Minion implements a customized derivative calculation method that ensures both vectorization and noise robustness. To improve stability under noise, the derivative is computed using an adaptive step size, and a noise-robust Lanczos derivative is employed.
Additionally, function calls are vectorized, meaning the objective function and its derivative can be evaluated in a single batch. This batch execution can be further parallelized using multithreading or multiprocessing, leading to significant computational efficiency improvements.
Reference: Liu, D. C.; Nocedal, J. (1989). “On the Limited Memory Method for Large Scale Optimization”. *Mathematical Programming B, 45(3): 503-528.*
Algorithm Name : "L_BFGS"
Parameters
``max_iterations``: 15000
Note
The maximum number of iterations allowed for the algorithm.
``m``: 15
Note
The number of previous iterations used to approximate the Hessian matrix.
``g_epsilon``: 1e-8
Note
The absolute gradient convergence tolerance.
``g_epsilon_rel``: 0.0
Note
The relative gradient convergence tolerance.
``f_reltol``: 1e-8
Note
The function value convergence tolerance.
``max_linesearch``: 20
Note
The maximum number of iterations allowed during line search.
``c_1``: 1e-3
Note
The first Wolfe condition parameter for line search.
``c_2``: 0.9
Note
The second Wolfe condition parameter for line search.

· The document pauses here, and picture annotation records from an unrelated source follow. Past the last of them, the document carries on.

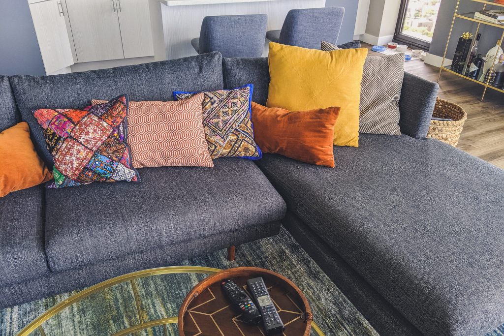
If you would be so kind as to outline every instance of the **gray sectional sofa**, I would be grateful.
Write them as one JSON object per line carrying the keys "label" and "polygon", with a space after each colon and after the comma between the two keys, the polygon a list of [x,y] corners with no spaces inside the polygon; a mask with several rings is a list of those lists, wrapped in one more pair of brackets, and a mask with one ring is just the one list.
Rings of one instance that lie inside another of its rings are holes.
{"label": "gray sectional sofa", "polygon": [[[36,138],[32,109],[122,93],[170,100],[175,90],[251,83],[264,104],[269,82],[266,58],[216,52],[0,77],[0,130],[23,119]],[[143,168],[139,183],[0,198],[0,306],[274,235],[282,221],[381,334],[491,332],[504,323],[504,171],[424,139],[437,89],[406,74],[403,135],[335,147],[334,169],[265,154],[213,169]]]}

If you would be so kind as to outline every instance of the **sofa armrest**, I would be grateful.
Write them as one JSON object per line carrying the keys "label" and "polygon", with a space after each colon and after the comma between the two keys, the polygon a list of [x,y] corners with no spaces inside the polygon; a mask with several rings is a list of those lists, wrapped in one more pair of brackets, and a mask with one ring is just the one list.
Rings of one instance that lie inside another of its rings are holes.
{"label": "sofa armrest", "polygon": [[404,73],[399,100],[402,133],[417,139],[426,138],[439,88],[436,83]]}

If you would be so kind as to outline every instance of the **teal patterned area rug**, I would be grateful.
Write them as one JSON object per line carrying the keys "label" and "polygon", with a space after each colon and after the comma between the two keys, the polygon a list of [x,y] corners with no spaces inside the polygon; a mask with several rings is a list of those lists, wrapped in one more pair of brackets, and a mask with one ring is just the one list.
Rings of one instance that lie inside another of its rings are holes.
{"label": "teal patterned area rug", "polygon": [[[289,232],[236,248],[236,260],[227,259],[225,250],[180,261],[180,265],[228,268],[254,266],[273,270],[295,283],[304,293],[314,319],[327,336],[375,335],[377,333],[340,291]],[[192,287],[206,276],[175,274],[136,281],[144,321],[176,316],[182,301]],[[66,293],[0,310],[0,336],[14,336],[24,326],[72,294]],[[42,325],[47,336],[112,334],[138,324],[139,319],[130,283],[115,285],[76,302]],[[163,330],[158,326],[134,336],[178,335],[176,324]],[[312,331],[312,335],[314,333]],[[41,336],[37,330],[31,335]]]}

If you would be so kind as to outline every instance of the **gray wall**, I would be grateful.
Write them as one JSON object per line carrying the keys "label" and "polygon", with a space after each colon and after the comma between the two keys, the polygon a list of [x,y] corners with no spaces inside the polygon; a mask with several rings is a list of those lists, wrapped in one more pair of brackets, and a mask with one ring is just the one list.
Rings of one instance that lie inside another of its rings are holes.
{"label": "gray wall", "polygon": [[358,0],[326,0],[326,7],[344,7],[345,16],[341,25],[341,30],[337,43],[341,44],[353,40],[353,33],[355,31],[355,20],[357,19],[357,9]]}
{"label": "gray wall", "polygon": [[0,74],[45,75],[27,0],[0,0]]}
{"label": "gray wall", "polygon": [[[439,7],[439,12],[437,15],[437,20],[436,21],[435,29],[432,36],[432,41],[430,44],[429,53],[443,57],[446,47],[446,41],[448,39],[450,33],[450,28],[452,25],[452,20],[453,14],[455,12],[457,6],[457,0],[442,0]],[[459,7],[459,13],[468,13],[481,11],[483,5],[478,3],[461,1]],[[488,6],[487,9],[497,9],[495,6]],[[477,24],[462,19],[457,19],[454,26],[452,37],[450,39],[447,57],[450,59],[453,58],[453,54],[457,47],[457,43],[459,38],[463,33],[467,31],[476,33]],[[492,47],[495,45],[497,40],[500,38],[502,34],[502,29],[495,27],[490,27],[481,25],[480,28],[481,33],[481,40],[479,43],[479,51],[483,55]],[[475,36],[474,38],[475,38]]]}

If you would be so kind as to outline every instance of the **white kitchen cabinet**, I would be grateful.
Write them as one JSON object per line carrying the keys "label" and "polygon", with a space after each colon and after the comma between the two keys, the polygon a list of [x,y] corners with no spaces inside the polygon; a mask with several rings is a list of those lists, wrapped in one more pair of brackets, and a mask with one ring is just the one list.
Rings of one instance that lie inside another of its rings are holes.
{"label": "white kitchen cabinet", "polygon": [[47,75],[74,64],[63,9],[59,0],[30,4],[30,11]]}
{"label": "white kitchen cabinet", "polygon": [[148,0],[116,0],[125,58],[152,56]]}
{"label": "white kitchen cabinet", "polygon": [[66,0],[77,61],[123,58],[115,0]]}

``func_noise_ratio``: 1e-16
Note
Noise level (ratio), defined as the deviation of the function value from its ideal smooth counterpart, relative to the function value. If the function is smooth, set this to zero.
``N_points_derivative``: 3
Note
The number of sample points used for derivative calculations. If set to an even number, it is automatically increased by 1 to make it odd. Given
N, the total function call batch size for one function evaluation and derivative calculation is computed as: 1 + D * (N - 1), whereDis the dimensionality of the problem.